Despite this triumphant success on the shores of Italy, and the prospects of long-meditated conquest thus opened before him, the failure before Rhodes rankled like a poisoned arrow in the heart of Mahomet. When the news of the defeat of his armament reached the sultan, his fury was unbounded, nay, it may be said to have amounted to madness. None dared present themselves before him, and the vizier was thought to have had a fortunate escape, when he received no greater chastisement at the tyrant’s hands than disgrace and exile. After the first outburst of rage was over, Mahomet prepared for vengeance. Declaring that his troops were only invincible under his own command, he assembled a force of 300,000 men, whom he led into Asia Minor, designing from thence to fall upon Rhodes, and crush the audacious islanders to the dust. But his hours were numbered; he died at Nicomedia after a brief and sudden sickness, which is said to have been his first; in the frenzy of his rage pouring forth wild and passionate expressions to the last, and shrieking in the very agonies of his death-struggle the words, “Rhodes, Rhodes, Rhodes!” They carried his body to Constantinople, and buried it in the mosque he had founded, and the inscription he had himself dictated on his death-bed was placed over his tomb:
I INTENDED TO CONQUER RHODES AND TO
SUBDUE ITALY.
CHAPTER V.
Bajazet and Djem—Djem takes refuge at Rhodes—He proceeds to France, and thence to Italy—Exculpation of D’Aubusson—His last days and death—Conquests of Selim, and accession of Solyman the Magnificent—Fall of Belgrade—Election of L’Isle Adam, and his correspondence with the sultan—Preparations for a fresh siege—Review of the Knights—Appearance of Rhodes—Character of L’Isle Adam—Ceremony at St. John’s—Military spectacle—Arrival of the enemy’s fleet.
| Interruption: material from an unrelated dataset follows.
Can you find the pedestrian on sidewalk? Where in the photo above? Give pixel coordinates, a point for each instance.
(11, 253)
The repulse of the infidels from the walls of Rhodes raised the order and its grand master to even a higher reputation than they had yet enjoyed. The name of D’Aubusson and his gallant knights rang through Europe, and excited an enthusiasm of admiration; and singular incidents followed on the death of Mahomet II. which served to extend the esteem and influence of the order even among the infidels themselves.